Generally small businesses that provide a service do not have an easy and effective way to measure the performance of their business and employees in order to become a more effective business. Business owners and managers lack the means to track key information that is important to their success. Furthermore, businesses may have the impression that they are operating at optimal conditions and producing maximum net profit, but they do not have the data to affirm their success or recognize additional areas of opportunity.
For example, in the automotive service and repair industry, business owners typically wait until they receive a financial statement at the end of the month or end of quarter to determine whether or not they have improved their bottom line or met their financial objectives. Thus, business owners cannot make key staffing, training, and advertising decisions until after a problem has affected their business sales and productivity for quite some time. They cannot be proactive in their business analysis and approach. Moreover, they do not have an easy way to measure return on advertising dollars and trace where their best customers come from quantifying their advertising dollars.
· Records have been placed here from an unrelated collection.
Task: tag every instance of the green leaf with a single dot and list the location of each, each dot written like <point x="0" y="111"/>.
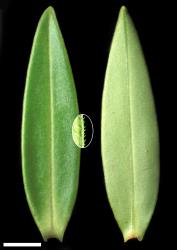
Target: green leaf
<point x="50" y="159"/>
<point x="129" y="133"/>
<point x="78" y="131"/>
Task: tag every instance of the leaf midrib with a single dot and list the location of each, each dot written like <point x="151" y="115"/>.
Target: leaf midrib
<point x="51" y="166"/>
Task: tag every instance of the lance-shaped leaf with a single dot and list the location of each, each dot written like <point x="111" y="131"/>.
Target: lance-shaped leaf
<point x="129" y="133"/>
<point x="50" y="158"/>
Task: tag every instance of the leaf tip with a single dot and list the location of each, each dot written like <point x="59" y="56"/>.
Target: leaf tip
<point x="132" y="235"/>
<point x="123" y="10"/>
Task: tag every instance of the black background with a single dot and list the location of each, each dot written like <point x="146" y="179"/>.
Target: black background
<point x="87" y="28"/>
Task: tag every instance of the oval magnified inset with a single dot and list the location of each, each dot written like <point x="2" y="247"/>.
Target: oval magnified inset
<point x="82" y="130"/>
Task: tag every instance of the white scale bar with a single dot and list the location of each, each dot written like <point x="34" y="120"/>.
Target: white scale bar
<point x="5" y="244"/>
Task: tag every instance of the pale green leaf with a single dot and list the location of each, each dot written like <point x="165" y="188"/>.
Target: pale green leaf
<point x="129" y="133"/>
<point x="50" y="158"/>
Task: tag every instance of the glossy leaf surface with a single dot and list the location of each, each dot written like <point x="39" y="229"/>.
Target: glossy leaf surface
<point x="50" y="158"/>
<point x="129" y="133"/>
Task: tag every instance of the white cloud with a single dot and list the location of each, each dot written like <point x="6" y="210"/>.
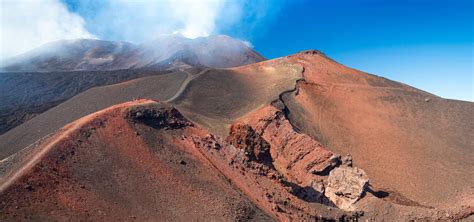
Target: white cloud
<point x="26" y="24"/>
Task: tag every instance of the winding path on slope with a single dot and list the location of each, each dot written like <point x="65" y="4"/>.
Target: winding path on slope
<point x="185" y="83"/>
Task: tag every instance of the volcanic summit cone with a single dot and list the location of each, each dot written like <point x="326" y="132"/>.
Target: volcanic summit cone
<point x="295" y="138"/>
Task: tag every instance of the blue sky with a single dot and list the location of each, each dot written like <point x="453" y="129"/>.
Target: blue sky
<point x="424" y="43"/>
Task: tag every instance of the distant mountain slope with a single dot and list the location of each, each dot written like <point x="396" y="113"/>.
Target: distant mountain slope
<point x="164" y="52"/>
<point x="276" y="130"/>
<point x="44" y="77"/>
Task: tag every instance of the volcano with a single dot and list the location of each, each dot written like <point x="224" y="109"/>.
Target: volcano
<point x="300" y="137"/>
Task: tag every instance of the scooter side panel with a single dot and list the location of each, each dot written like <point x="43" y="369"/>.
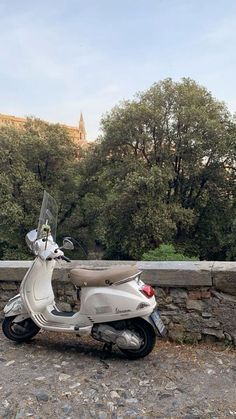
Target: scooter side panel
<point x="14" y="307"/>
<point x="116" y="302"/>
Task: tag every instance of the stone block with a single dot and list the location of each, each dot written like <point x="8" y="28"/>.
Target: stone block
<point x="213" y="332"/>
<point x="196" y="305"/>
<point x="224" y="277"/>
<point x="176" y="333"/>
<point x="176" y="274"/>
<point x="195" y="295"/>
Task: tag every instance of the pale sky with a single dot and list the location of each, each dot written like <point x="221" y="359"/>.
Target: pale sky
<point x="60" y="57"/>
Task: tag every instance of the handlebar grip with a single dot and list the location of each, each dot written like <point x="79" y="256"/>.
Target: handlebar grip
<point x="65" y="258"/>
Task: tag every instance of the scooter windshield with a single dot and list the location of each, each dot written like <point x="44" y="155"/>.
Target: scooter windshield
<point x="48" y="217"/>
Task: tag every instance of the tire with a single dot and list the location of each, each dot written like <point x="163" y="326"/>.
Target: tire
<point x="147" y="334"/>
<point x="19" y="332"/>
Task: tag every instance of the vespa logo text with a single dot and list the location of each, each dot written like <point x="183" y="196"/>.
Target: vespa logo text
<point x="122" y="311"/>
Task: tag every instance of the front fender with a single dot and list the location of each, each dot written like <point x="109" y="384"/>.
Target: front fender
<point x="14" y="307"/>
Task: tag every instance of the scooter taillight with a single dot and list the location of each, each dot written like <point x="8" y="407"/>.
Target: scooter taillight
<point x="148" y="291"/>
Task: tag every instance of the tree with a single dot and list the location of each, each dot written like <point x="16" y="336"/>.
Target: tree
<point x="166" y="159"/>
<point x="166" y="252"/>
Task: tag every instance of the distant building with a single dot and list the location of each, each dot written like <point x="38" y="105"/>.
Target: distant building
<point x="77" y="133"/>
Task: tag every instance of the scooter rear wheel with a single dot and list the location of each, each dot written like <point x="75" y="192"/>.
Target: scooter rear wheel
<point x="19" y="332"/>
<point x="146" y="332"/>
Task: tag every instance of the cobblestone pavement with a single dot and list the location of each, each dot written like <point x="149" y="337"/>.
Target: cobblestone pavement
<point x="59" y="376"/>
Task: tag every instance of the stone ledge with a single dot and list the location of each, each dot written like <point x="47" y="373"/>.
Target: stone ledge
<point x="162" y="274"/>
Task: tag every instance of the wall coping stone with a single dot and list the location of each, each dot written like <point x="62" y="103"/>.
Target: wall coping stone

In addition, business owners do not have the data to clearly detect problems and identify the appropriate source. Without the data, business owners do not know what type of corrective steps to take, which is most important or which order to make them. For example, business owners cannot identify whether changes to sales or technician training will solve the problem or whether increasing headcount or advertising is the better solution. More importantly, without this pseudo-realtime data, businesses do not know if the changes they have implemented have had a positive or negative effect until it is too late.